# Naive Bayesian (kNN)

## Import required packages

In [None]:
import numpy as np
import pandas as pd
import matplotlib.pylab as plt
import seaborn as sns
from sklearn.model_selection import train_test_split
from sklearn.ensemble import RandomForestClassifier
from sklearn import preprocessing
from sklearn.neighbors import KNeighborsClassifier

In [None]:
def evaluateBinaryClassification(predictions, actuals):
    contigency = pd.crosstab(actuals,predictions)
    TP = contigency['yes']['yes']
    TN = contigency['no']['no']
    FP = contigency['yes']['no']
    FN = contigency['no']['yes']
    n = contigency.sum().sum()

    Acuracy = (TP + TN)/n
    Recall = TP/(TP+FN)
    Precision = TP/(TP+FP)
    FScore = 2*Recall*Precision/(Recall+Precision)
    
    return Acuracy, Recall, Precision, FScore
    

In [None]:
customer_df = pd.read_csv('Customer Subscription.csv')

In [None]:
# Deal with unknowns
customer_df.job.replace('unknown',np.nan,inplace=True)
customer_df.marital.replace('unknown',np.nan,inplace=True)
customer_df.education.replace('unknown',np.nan,inplace=True)
customer_df.loan.replace('unknown',np.nan,inplace=True)
customer_df.default.replace('unknown',np.nan,inplace=True)
customer_df.job.replace('unknown',np.nan,inplace=True)
customer_df.housing.replace('unknown',np.nan,inplace=True)

In [None]:
customer_df.pdays.replace(999,np.nan,inplace=True)

# First let's do KNN

# Task: Classificaiton

We would like to predict the class (subscriber/ no subscriber) of customers.

In [None]:
possible_predictors = ['age', 'job', 'marital', 'education', 'default', 'housing', 'loan',
       'contact', 'month', 'day_of_week', 'duration', 'campaign', 'pdays',
       'previous', 'poutcome']
target = 'y'

# kNN Preprocess

In [None]:
y=customer_df[target]

Xs = pd.get_dummies(customer_df[possible_predictors],drop_first=True)

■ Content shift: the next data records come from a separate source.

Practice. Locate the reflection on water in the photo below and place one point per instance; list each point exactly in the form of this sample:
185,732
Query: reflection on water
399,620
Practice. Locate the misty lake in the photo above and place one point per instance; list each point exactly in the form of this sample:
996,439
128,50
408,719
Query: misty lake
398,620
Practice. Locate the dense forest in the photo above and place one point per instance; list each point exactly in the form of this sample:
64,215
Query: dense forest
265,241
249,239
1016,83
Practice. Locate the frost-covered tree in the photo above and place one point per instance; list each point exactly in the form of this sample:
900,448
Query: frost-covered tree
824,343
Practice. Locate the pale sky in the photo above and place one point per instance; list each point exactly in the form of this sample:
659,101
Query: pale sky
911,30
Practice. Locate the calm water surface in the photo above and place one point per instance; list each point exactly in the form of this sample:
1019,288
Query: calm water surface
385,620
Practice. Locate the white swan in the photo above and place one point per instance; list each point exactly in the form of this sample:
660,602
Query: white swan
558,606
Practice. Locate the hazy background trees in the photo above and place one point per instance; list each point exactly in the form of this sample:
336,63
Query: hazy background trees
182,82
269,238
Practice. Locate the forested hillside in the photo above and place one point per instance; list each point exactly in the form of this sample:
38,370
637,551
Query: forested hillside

KNN can handle missing values, so we keep them as missing not to create bias in the data.

However, the case of missing vlause for pdays is different. The values are not missing for our lack of knowlege, but they are missing for a difference about the population of data object that leads to them not having a value. In these situations, we will use MM method to fill the missing values.

#### MM method

we will fill the missing values with Max+Mean (MM) of the attribute.

In [None]:
Xs.pdays.fillna(Xs.pdays.max()+Xs.pdays.mean(),inplace=True)

In [None]:
# standardize data
scaler = preprocessing.StandardScaler()

scaler.fit(Xs)  # Note the use of an array of column names

Xs = pd.DataFrame(scaler.transform(Xs),columns =Xs.columns)
Xs.describe()

# Set up experimentation 

In [None]:
X_train, X_test, y_train, y_test = train_test_split(Xs,y,  test_size=0.3,random_state=1)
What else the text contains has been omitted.